In this post we will give an introduction to Kaggle and cover the introductory aspects. “Titanic” Challenge. We will explain how to approach and solve such a challenge, and we will demonstrate it with a 7% superior solution for “Titanic”.
You can find the full code at GitHub, and with that continue as I read this article, as well as reproducing my exact score. In it, we follow some things that I consider best practices for Python and use useful tools, such as mypy and poetry. That being said, let's dive into it.
Kaggle offers a wide range of data science/machine learning competencies; see the introduction for examples. It's a great way to test and improve your data science/ML knowledge and learn how to solve problems practically. Plus, you can even win monetary prizes! However, Kaggle is populated by some of the best data scientists and ML people out there, and prices are only given for the top few solutions (several hundreds or thousands), so winning here is extremely difficult and rare. , and it shouldn't be. your main motivation when starting out.

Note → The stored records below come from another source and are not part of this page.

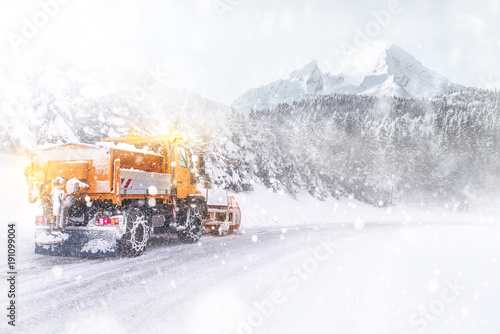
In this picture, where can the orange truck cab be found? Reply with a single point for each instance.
(107, 199)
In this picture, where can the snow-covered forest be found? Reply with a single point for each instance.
(381, 150)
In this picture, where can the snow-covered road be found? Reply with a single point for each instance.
(376, 278)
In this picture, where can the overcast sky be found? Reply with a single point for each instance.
(220, 48)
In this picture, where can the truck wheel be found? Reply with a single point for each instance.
(193, 227)
(135, 239)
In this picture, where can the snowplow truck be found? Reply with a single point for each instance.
(107, 199)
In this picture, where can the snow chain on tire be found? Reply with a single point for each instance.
(132, 242)
(193, 225)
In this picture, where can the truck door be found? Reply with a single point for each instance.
(184, 172)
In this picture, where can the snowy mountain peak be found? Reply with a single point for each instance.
(305, 71)
(309, 77)
(394, 72)
(398, 73)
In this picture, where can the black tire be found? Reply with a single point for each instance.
(193, 225)
(135, 239)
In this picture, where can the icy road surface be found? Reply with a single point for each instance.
(368, 278)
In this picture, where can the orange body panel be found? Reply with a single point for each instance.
(99, 168)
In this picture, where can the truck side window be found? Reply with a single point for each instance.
(181, 152)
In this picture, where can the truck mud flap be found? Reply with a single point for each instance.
(76, 242)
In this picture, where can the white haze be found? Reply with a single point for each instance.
(256, 42)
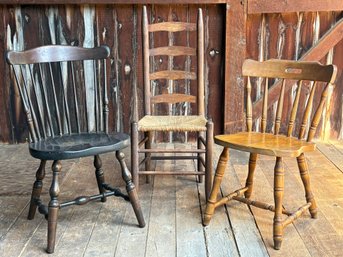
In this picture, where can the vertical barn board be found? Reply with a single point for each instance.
(126, 50)
(215, 64)
(234, 55)
(5, 121)
(337, 97)
(105, 36)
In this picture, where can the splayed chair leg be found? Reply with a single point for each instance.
(53, 206)
(37, 189)
(250, 179)
(99, 173)
(305, 177)
(218, 177)
(130, 188)
(278, 198)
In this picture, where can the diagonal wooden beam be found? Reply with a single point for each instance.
(282, 6)
(331, 38)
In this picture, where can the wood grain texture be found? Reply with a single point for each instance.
(267, 144)
(106, 23)
(264, 6)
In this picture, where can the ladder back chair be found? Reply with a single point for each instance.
(184, 88)
(291, 139)
(64, 96)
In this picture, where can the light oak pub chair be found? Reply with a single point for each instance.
(64, 95)
(290, 135)
(167, 89)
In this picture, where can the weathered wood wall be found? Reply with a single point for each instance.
(119, 26)
(293, 35)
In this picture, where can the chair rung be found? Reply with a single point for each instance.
(157, 172)
(171, 151)
(260, 205)
(189, 157)
(86, 199)
(296, 214)
(230, 196)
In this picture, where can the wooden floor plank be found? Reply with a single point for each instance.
(161, 239)
(172, 211)
(332, 153)
(190, 240)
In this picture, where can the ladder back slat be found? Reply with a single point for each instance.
(173, 98)
(171, 26)
(172, 51)
(172, 75)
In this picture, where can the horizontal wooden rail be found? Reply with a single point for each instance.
(173, 98)
(173, 75)
(328, 41)
(282, 6)
(173, 51)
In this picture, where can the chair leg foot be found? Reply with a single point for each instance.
(250, 179)
(100, 178)
(305, 177)
(37, 189)
(131, 190)
(218, 177)
(53, 206)
(277, 243)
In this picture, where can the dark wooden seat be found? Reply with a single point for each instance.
(290, 134)
(78, 145)
(64, 96)
(174, 99)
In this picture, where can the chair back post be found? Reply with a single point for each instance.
(146, 63)
(200, 76)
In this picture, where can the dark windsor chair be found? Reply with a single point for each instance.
(305, 76)
(64, 95)
(165, 91)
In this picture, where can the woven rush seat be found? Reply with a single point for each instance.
(172, 123)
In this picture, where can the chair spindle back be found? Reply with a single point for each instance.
(63, 89)
(313, 73)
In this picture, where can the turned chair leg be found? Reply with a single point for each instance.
(37, 189)
(134, 154)
(210, 206)
(305, 177)
(250, 179)
(208, 159)
(53, 206)
(130, 188)
(99, 173)
(148, 155)
(200, 155)
(278, 199)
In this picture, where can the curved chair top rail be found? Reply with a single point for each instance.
(57, 53)
(289, 69)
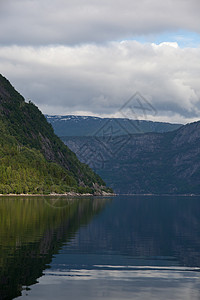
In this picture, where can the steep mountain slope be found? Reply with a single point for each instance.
(90, 126)
(159, 163)
(32, 157)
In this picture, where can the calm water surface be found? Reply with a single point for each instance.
(126, 247)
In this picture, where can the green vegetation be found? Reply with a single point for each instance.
(32, 158)
(32, 231)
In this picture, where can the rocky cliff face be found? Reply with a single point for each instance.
(33, 158)
(167, 163)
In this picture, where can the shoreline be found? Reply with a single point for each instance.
(69, 194)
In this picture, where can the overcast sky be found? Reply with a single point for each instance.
(88, 57)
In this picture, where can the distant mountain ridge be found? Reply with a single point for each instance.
(149, 163)
(71, 125)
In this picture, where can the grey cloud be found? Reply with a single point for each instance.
(35, 22)
(99, 79)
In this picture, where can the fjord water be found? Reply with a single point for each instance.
(125, 247)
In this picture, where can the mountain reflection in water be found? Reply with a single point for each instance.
(32, 230)
(130, 247)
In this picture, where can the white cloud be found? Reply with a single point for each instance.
(36, 22)
(98, 79)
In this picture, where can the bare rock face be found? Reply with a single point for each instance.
(150, 163)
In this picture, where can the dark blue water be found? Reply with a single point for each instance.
(126, 247)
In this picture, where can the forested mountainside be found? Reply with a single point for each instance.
(32, 158)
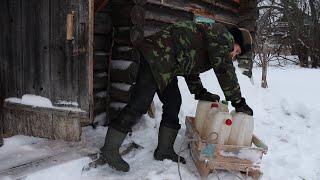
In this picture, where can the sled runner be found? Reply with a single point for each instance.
(209, 157)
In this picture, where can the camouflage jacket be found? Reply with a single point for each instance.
(187, 49)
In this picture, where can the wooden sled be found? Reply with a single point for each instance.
(209, 157)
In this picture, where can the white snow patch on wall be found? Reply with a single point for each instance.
(39, 101)
(32, 100)
(121, 64)
(68, 103)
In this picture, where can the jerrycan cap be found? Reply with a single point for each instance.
(214, 105)
(224, 102)
(228, 122)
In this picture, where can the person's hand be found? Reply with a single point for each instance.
(204, 95)
(242, 106)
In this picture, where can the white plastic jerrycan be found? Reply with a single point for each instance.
(241, 130)
(217, 128)
(202, 111)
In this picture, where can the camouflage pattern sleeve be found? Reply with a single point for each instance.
(220, 44)
(194, 83)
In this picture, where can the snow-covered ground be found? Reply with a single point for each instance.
(286, 119)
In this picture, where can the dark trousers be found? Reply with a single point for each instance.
(142, 96)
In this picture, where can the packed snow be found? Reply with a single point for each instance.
(286, 118)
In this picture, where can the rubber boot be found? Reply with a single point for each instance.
(1, 139)
(110, 151)
(1, 133)
(166, 139)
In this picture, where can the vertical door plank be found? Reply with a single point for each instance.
(11, 49)
(35, 35)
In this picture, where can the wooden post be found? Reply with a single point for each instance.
(70, 26)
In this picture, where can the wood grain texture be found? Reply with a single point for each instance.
(43, 122)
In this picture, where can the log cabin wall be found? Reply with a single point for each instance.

Every competition (most?) comes with a story, a purpose, and a set of data. You are then tasked with understanding the data and solving the desired problem. If you want, you can submit your solutions to the platform and get ranked on a public leaderboard; that is, your solution is classified into an available test suite. However, to avoid cheating or optimize this by simply spamming submissions, once the competition time (usually a few weeks or months) has expired, all competitors/teams are ranked against a private test suite, thus deciding the final winners.
Next, we will show how to understand the data, create a model, and submit it to Kaggle following the introduction. titanic competition.